Pedro grabs the vial of insulin, injects himself, and goes to work.
As a diabetic, he’s aware that he cannot eat whatever he wants. Buying food and sticking to a strict diet means having to stand in endless queues under the scorching sun and pay hefty prices.
Even in the best of cases, diabetics have to make huge sacrifices in their diet to stay healthy. The ones that cannot afford to do so often end up in the emergency room with a possible life-threatening complication of their disease. This also causes the health system to be even more collapsed by hospital admissions that could be perfectly avoided if patients stuck to a healthy lifestyle and appropriate medication.
Pedro often feels tempted to eat like anyone else, but he adheres to the diet strictly.
He has developed what he calls “tolerance” for the diabetic supplements like Enterex or Glucerna, which he considers to be awful tasting, but he knows that help him handle his food cravings as these products reduce hunger without causing a rapid increase in the amount of sugar in the bloodstream. Finding these products is yet another frustration for Pedro, for the Orwellian Superintendencia de Costos y Precios has regulated the number of cans you can buy each week. “If I have to buy them bachaqueadas, I will, because they prevent me from being hospitalised”, he says.
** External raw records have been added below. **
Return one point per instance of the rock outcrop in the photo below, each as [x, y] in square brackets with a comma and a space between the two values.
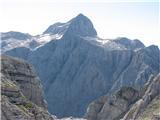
[21, 92]
[80, 67]
[128, 104]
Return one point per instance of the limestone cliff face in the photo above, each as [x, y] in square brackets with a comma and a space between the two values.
[128, 104]
[22, 96]
[80, 67]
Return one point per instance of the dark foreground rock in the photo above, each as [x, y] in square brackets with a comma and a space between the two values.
[129, 104]
[22, 96]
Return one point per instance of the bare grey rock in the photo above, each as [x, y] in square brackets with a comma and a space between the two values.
[113, 107]
[128, 104]
[22, 96]
[81, 70]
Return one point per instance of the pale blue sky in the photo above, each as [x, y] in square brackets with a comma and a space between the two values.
[116, 18]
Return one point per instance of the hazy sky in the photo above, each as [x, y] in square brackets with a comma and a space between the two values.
[135, 20]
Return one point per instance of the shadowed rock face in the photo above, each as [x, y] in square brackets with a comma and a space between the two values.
[128, 104]
[81, 70]
[22, 96]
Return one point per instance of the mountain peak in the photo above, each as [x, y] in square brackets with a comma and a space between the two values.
[81, 25]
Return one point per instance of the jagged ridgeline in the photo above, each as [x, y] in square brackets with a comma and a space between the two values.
[76, 66]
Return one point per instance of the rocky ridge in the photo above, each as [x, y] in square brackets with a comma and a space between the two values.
[128, 104]
[81, 67]
[21, 92]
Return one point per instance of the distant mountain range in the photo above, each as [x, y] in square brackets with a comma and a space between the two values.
[76, 66]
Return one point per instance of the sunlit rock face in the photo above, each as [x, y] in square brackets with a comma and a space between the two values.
[80, 67]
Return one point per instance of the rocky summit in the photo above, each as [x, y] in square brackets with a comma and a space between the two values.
[76, 66]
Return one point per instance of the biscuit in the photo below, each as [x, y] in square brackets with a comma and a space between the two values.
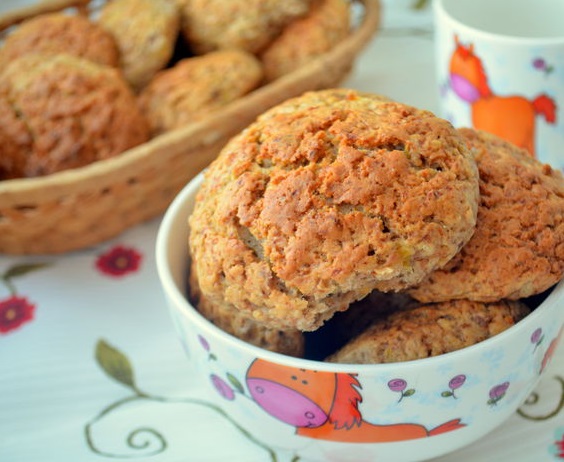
[250, 25]
[518, 247]
[306, 38]
[15, 141]
[197, 86]
[70, 112]
[242, 326]
[55, 33]
[430, 330]
[318, 203]
[359, 316]
[145, 32]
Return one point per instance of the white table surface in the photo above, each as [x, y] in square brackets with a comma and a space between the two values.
[58, 404]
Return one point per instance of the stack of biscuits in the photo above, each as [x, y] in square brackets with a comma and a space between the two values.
[76, 89]
[374, 227]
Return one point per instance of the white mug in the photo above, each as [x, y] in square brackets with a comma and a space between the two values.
[500, 68]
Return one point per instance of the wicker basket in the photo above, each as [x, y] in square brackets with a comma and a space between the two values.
[78, 208]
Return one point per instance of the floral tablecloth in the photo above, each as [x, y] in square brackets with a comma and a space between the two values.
[90, 366]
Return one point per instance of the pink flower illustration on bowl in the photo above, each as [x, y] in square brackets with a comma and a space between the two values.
[222, 387]
[497, 393]
[536, 338]
[119, 261]
[399, 386]
[15, 311]
[454, 384]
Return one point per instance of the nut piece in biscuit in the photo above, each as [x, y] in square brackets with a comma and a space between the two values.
[242, 326]
[316, 204]
[197, 86]
[250, 25]
[55, 33]
[517, 249]
[306, 38]
[430, 330]
[145, 32]
[70, 112]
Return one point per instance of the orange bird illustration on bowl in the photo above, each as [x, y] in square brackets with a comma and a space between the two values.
[511, 117]
[325, 405]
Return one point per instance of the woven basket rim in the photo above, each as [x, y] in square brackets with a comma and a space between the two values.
[194, 134]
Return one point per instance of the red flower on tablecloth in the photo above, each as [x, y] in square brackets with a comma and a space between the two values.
[119, 261]
[15, 311]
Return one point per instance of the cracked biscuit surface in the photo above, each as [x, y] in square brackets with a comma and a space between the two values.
[197, 86]
[145, 32]
[517, 249]
[55, 33]
[306, 38]
[430, 330]
[250, 25]
[62, 112]
[240, 324]
[327, 197]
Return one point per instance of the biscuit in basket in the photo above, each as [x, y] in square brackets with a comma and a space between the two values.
[518, 247]
[145, 32]
[304, 39]
[208, 25]
[242, 326]
[197, 86]
[316, 204]
[430, 330]
[54, 33]
[70, 112]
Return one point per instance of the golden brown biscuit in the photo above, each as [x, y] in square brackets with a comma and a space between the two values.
[430, 330]
[55, 33]
[70, 112]
[518, 247]
[317, 204]
[197, 86]
[15, 141]
[249, 25]
[145, 32]
[306, 38]
[359, 316]
[242, 326]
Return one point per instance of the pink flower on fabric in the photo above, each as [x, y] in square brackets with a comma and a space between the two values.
[119, 261]
[15, 311]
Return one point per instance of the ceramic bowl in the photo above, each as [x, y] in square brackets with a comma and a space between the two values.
[319, 411]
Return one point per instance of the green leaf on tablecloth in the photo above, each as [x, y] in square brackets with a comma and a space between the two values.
[114, 363]
[20, 270]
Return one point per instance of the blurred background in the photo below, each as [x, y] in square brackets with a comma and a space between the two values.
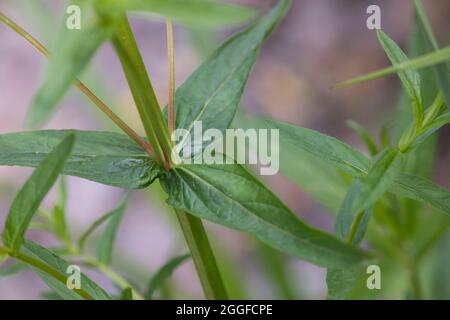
[319, 43]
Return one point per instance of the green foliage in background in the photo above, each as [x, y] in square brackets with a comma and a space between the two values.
[381, 202]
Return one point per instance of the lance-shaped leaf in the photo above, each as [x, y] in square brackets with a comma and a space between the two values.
[313, 175]
[323, 147]
[108, 158]
[441, 70]
[378, 180]
[97, 223]
[410, 78]
[229, 195]
[212, 93]
[423, 190]
[12, 269]
[164, 274]
[105, 243]
[354, 216]
[90, 290]
[198, 13]
[33, 192]
[350, 226]
[59, 220]
[426, 60]
[365, 136]
[72, 54]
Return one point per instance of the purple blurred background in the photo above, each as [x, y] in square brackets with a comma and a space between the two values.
[318, 44]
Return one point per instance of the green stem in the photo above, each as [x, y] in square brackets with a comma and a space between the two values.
[46, 269]
[202, 255]
[143, 93]
[114, 276]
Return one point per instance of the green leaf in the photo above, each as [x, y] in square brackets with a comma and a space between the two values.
[73, 51]
[12, 269]
[378, 180]
[108, 158]
[163, 274]
[323, 147]
[105, 243]
[59, 213]
[350, 226]
[61, 266]
[442, 71]
[364, 136]
[423, 190]
[126, 294]
[422, 61]
[212, 93]
[33, 192]
[410, 78]
[94, 226]
[315, 176]
[229, 195]
[199, 13]
[431, 128]
[50, 295]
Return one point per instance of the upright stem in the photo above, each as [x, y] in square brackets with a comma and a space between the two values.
[202, 255]
[171, 58]
[83, 88]
[158, 135]
[143, 93]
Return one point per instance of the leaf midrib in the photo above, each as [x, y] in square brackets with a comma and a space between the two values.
[302, 240]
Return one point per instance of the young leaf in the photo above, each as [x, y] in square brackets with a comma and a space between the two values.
[212, 93]
[378, 180]
[59, 213]
[441, 70]
[164, 273]
[323, 147]
[423, 190]
[94, 226]
[410, 78]
[364, 136]
[108, 158]
[33, 192]
[199, 13]
[229, 195]
[431, 128]
[320, 180]
[350, 226]
[126, 294]
[422, 61]
[74, 50]
[105, 243]
[12, 269]
[61, 266]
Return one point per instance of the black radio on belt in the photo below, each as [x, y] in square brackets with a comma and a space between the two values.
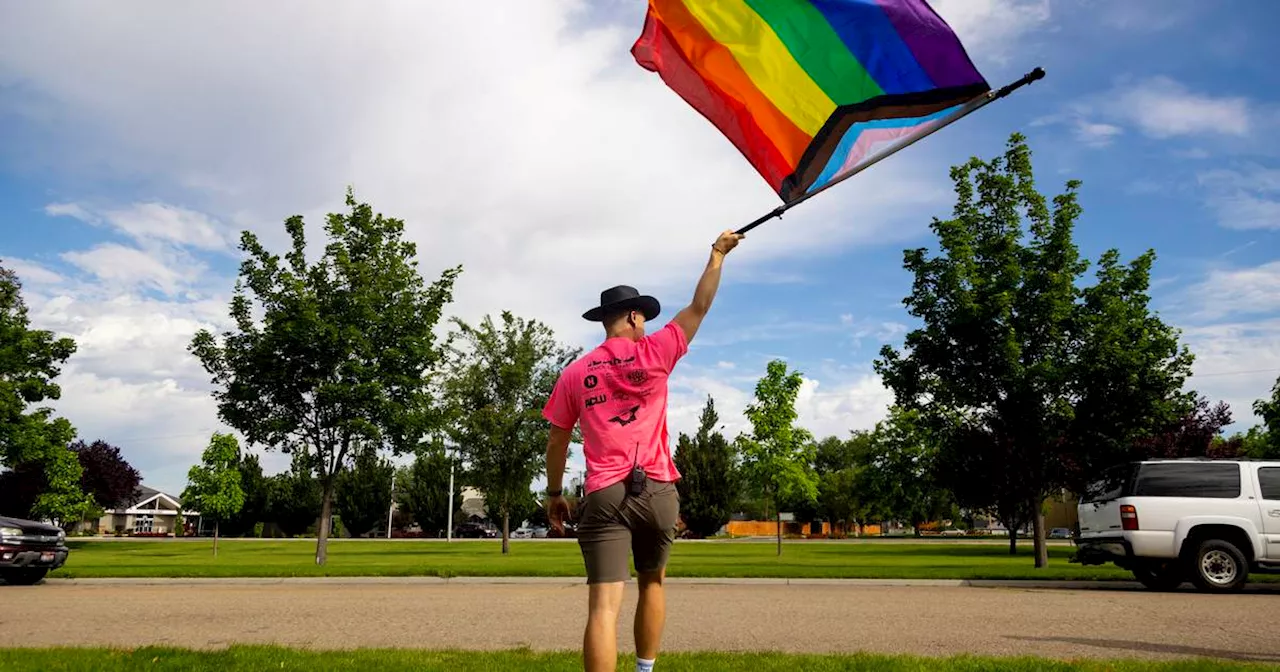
[635, 484]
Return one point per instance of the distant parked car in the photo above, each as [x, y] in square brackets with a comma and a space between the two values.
[472, 530]
[30, 549]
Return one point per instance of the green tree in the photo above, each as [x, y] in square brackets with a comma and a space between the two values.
[423, 490]
[30, 434]
[364, 493]
[499, 376]
[1264, 440]
[256, 488]
[903, 470]
[1028, 382]
[777, 455]
[214, 485]
[709, 483]
[841, 467]
[293, 497]
[343, 350]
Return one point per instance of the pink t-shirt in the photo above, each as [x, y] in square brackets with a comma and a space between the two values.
[618, 393]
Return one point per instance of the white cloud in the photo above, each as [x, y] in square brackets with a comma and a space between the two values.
[1248, 291]
[831, 405]
[992, 27]
[1230, 323]
[1096, 135]
[1237, 362]
[1164, 108]
[31, 273]
[1244, 199]
[154, 223]
[172, 224]
[1159, 108]
[531, 150]
[69, 210]
[131, 268]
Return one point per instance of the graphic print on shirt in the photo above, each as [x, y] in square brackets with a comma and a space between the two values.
[625, 417]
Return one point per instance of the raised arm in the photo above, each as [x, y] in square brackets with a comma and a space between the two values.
[690, 318]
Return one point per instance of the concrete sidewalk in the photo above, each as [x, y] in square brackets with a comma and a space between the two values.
[549, 615]
[676, 581]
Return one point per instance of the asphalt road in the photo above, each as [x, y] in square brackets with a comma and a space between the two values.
[818, 617]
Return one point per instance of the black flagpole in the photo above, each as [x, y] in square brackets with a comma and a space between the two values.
[967, 109]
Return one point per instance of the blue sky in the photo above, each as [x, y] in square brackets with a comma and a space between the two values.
[524, 142]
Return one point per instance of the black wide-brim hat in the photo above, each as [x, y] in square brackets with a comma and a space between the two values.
[622, 297]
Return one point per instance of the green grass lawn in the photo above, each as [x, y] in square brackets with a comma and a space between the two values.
[800, 560]
[256, 658]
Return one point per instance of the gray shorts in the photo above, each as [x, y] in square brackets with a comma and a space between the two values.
[613, 522]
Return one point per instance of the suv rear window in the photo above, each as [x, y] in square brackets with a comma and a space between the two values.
[1269, 478]
[1188, 479]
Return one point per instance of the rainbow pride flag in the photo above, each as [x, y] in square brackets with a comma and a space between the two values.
[808, 90]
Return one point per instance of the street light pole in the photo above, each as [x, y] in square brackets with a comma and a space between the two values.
[391, 508]
[448, 502]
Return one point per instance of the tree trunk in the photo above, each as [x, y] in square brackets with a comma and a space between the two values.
[1038, 536]
[323, 529]
[778, 520]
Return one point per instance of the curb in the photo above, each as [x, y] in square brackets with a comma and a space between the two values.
[575, 581]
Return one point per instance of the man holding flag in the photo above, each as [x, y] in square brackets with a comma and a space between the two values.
[617, 393]
[810, 92]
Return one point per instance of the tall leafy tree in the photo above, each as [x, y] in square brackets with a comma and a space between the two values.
[364, 493]
[709, 483]
[256, 490]
[343, 350]
[21, 488]
[903, 470]
[293, 497]
[499, 378]
[1028, 380]
[214, 485]
[30, 433]
[844, 496]
[423, 490]
[106, 475]
[777, 455]
[1264, 442]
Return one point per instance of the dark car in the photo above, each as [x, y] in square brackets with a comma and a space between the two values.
[30, 549]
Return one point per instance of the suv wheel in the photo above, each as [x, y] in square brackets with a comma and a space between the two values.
[23, 577]
[1160, 575]
[1219, 566]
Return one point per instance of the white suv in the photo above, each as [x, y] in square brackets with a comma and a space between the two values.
[1168, 521]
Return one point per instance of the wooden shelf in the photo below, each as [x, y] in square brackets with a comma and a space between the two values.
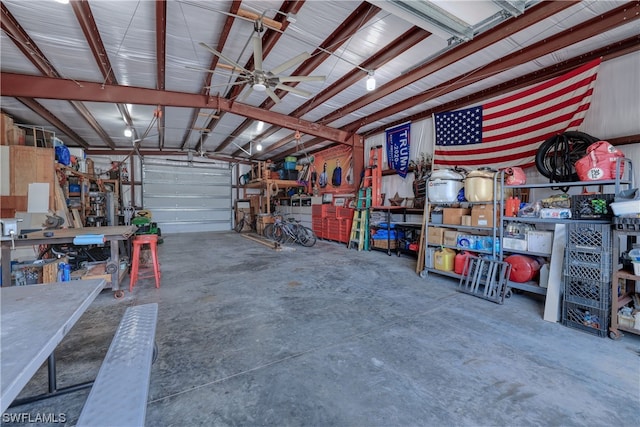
[263, 183]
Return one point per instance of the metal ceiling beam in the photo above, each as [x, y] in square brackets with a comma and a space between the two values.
[224, 35]
[161, 58]
[349, 27]
[534, 15]
[269, 41]
[23, 42]
[429, 16]
[89, 27]
[623, 47]
[512, 7]
[600, 24]
[15, 85]
[51, 118]
[30, 49]
[403, 42]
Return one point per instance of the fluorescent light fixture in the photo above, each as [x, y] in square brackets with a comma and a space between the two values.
[371, 81]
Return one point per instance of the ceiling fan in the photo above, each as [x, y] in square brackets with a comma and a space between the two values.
[267, 81]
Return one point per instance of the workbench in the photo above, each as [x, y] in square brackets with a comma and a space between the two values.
[30, 331]
[112, 235]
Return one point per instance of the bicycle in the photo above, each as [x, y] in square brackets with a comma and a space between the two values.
[244, 221]
[556, 157]
[290, 231]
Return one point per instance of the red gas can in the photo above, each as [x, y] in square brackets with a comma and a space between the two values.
[523, 268]
[460, 260]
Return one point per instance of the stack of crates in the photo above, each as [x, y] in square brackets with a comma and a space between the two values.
[587, 278]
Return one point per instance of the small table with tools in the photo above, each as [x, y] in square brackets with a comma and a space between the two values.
[30, 331]
[112, 235]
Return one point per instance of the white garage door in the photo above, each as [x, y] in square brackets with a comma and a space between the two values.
[185, 197]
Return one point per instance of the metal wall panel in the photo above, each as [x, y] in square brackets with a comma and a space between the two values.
[184, 197]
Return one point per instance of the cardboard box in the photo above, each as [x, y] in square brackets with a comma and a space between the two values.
[436, 217]
[515, 244]
[453, 216]
[482, 216]
[451, 238]
[435, 235]
[540, 241]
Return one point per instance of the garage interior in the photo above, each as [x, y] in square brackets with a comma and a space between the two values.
[177, 119]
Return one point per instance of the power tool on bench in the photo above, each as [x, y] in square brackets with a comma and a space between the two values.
[142, 220]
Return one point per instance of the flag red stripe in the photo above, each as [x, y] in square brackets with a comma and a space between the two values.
[514, 127]
[548, 98]
[544, 85]
[541, 125]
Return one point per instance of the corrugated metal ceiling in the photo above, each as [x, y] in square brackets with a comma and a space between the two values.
[117, 42]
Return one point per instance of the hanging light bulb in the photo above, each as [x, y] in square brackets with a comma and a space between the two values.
[371, 81]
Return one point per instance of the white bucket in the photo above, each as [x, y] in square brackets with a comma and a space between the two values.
[444, 185]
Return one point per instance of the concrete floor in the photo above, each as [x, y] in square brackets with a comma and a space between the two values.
[326, 336]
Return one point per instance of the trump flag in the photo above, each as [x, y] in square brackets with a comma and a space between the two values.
[508, 131]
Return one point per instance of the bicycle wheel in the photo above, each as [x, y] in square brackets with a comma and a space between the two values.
[268, 231]
[556, 157]
[278, 234]
[306, 236]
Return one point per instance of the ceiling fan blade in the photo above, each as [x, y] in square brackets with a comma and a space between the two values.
[246, 95]
[272, 95]
[293, 90]
[290, 79]
[257, 52]
[220, 55]
[290, 63]
[227, 84]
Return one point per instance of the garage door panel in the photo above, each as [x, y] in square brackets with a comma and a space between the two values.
[186, 191]
[186, 203]
[187, 198]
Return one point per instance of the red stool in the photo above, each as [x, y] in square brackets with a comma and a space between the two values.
[138, 242]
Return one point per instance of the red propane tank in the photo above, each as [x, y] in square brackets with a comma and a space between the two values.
[460, 259]
[523, 268]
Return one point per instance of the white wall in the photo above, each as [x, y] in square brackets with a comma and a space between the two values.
[614, 112]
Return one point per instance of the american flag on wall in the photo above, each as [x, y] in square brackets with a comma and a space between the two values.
[508, 131]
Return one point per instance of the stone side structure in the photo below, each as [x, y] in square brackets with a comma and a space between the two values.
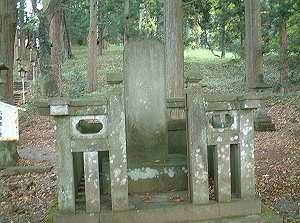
[84, 128]
[226, 123]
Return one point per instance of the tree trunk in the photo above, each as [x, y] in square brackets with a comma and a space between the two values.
[8, 22]
[100, 41]
[174, 52]
[92, 58]
[8, 15]
[222, 41]
[253, 44]
[67, 41]
[57, 49]
[126, 21]
[283, 52]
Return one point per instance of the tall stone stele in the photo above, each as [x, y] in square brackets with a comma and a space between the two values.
[174, 53]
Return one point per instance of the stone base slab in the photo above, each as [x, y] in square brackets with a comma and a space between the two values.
[183, 212]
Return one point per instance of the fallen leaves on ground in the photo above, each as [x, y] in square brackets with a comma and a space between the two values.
[26, 197]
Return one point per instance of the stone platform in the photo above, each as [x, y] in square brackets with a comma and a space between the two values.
[161, 210]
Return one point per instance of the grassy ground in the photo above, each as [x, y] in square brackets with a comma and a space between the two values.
[277, 153]
[225, 75]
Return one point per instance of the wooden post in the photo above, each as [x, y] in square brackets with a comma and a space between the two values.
[174, 52]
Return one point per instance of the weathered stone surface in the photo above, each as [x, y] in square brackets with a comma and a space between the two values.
[197, 124]
[145, 96]
[92, 182]
[118, 154]
[223, 176]
[65, 181]
[177, 137]
[247, 155]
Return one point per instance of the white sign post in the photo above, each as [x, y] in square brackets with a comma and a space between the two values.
[9, 122]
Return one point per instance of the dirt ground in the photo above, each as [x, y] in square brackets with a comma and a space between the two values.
[26, 197]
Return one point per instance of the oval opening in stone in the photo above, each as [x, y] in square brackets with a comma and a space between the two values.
[89, 126]
[217, 123]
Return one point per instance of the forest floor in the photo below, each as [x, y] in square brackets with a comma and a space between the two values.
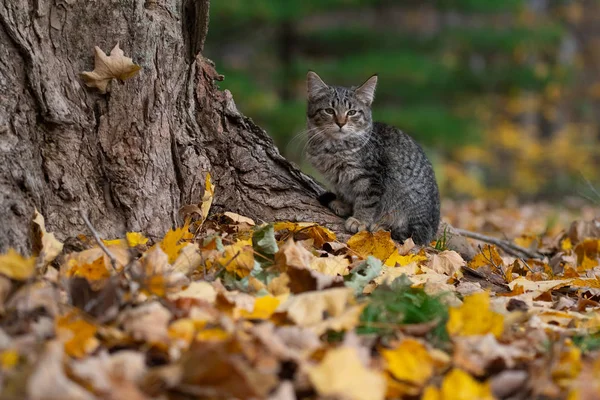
[225, 308]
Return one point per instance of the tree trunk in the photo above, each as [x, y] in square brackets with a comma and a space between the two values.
[132, 157]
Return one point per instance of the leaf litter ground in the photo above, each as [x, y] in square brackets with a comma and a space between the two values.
[224, 308]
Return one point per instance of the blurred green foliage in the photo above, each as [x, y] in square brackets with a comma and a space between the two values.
[264, 49]
[452, 73]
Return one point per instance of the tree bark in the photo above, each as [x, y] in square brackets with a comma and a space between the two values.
[132, 157]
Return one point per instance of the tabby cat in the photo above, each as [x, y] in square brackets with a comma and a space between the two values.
[381, 177]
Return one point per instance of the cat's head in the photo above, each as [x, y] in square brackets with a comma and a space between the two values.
[339, 112]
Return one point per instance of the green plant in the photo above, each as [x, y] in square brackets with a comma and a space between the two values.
[399, 304]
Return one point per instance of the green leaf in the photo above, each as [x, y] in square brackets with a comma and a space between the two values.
[363, 274]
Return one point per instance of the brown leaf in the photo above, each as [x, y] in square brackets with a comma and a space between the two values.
[49, 381]
[222, 372]
[148, 322]
[107, 68]
[341, 374]
[45, 245]
[447, 262]
[113, 375]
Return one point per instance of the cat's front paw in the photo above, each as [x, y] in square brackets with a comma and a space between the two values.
[340, 208]
[354, 225]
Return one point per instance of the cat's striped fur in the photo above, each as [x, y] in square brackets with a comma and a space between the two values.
[380, 175]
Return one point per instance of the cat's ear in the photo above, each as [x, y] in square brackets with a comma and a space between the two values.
[366, 91]
[315, 87]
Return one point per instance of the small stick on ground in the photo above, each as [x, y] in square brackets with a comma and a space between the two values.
[112, 258]
[505, 245]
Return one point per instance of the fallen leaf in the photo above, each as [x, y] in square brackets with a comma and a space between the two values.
[379, 244]
[49, 380]
[458, 385]
[333, 265]
[209, 192]
[291, 254]
[155, 275]
[224, 372]
[410, 362]
[77, 334]
[474, 317]
[239, 219]
[200, 290]
[364, 273]
[15, 266]
[447, 262]
[263, 241]
[132, 239]
[322, 310]
[105, 372]
[174, 241]
[264, 307]
[45, 245]
[341, 374]
[148, 322]
[319, 234]
[189, 260]
[237, 258]
[488, 256]
[476, 353]
[395, 259]
[107, 68]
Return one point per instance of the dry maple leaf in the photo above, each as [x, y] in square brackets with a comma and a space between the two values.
[341, 374]
[45, 244]
[107, 68]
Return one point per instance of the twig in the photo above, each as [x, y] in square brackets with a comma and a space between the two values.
[505, 245]
[111, 257]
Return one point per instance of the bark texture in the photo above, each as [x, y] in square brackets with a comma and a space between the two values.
[132, 157]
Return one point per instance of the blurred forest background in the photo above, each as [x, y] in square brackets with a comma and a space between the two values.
[504, 94]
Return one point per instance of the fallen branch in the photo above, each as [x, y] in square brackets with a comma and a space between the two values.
[112, 258]
[505, 245]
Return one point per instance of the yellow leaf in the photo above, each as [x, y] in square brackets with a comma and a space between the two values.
[319, 234]
[15, 266]
[107, 68]
[94, 271]
[379, 244]
[46, 246]
[239, 219]
[410, 362]
[332, 265]
[212, 335]
[395, 259]
[264, 307]
[458, 385]
[487, 256]
[8, 359]
[209, 192]
[174, 241]
[279, 285]
[447, 262]
[330, 309]
[135, 239]
[568, 366]
[183, 330]
[342, 375]
[77, 334]
[200, 290]
[474, 317]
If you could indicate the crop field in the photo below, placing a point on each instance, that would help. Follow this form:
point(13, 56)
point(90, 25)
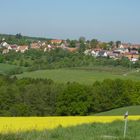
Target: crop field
point(68, 128)
point(81, 76)
point(15, 124)
point(5, 68)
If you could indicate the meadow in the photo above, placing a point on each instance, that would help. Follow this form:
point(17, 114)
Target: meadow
point(9, 69)
point(83, 76)
point(69, 128)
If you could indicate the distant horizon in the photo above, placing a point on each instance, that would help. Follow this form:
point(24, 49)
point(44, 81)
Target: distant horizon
point(137, 43)
point(105, 20)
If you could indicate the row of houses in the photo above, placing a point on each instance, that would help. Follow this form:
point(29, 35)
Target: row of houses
point(124, 50)
point(46, 46)
point(116, 53)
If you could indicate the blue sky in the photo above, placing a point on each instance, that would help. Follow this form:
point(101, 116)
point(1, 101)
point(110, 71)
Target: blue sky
point(101, 19)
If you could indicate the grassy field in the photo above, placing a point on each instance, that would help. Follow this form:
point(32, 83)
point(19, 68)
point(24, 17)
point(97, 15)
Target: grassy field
point(133, 110)
point(78, 75)
point(6, 68)
point(92, 131)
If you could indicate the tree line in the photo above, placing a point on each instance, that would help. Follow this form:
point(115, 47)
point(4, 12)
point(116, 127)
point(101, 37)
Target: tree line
point(58, 58)
point(43, 97)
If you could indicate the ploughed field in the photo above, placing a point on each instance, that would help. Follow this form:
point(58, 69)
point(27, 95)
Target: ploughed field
point(83, 76)
point(68, 128)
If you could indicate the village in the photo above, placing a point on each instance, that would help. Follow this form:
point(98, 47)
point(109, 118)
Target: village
point(130, 51)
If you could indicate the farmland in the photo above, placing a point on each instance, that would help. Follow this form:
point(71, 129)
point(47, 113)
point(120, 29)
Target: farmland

The shortage of medicines is a new therapeutic challenge for new doctors and veterans alike, for the prescriptions we write and give to our patients are accompanied by the “y ese remedio se consigue?” Often, people ask us to prescribe stuff they can find. This is a challenge to both your knowledge as a physician and your skills dealing with difficult patients because you have to be in constant contact with the pharmacist, use smartphone apps to learn of the availability of certain drugs and make use of social networking/engineering to prescribe your patients.
Diabetes is a disease whose complications can be avoided if treated properly. But if the government continues neglecting health policy, the consequences can be as tragic as the drama that cancer patients, epileptic patients, and mental health patients face: all lack access to the medicines that they need in order to remain healthy.
Pedro lives with this knowledge every day.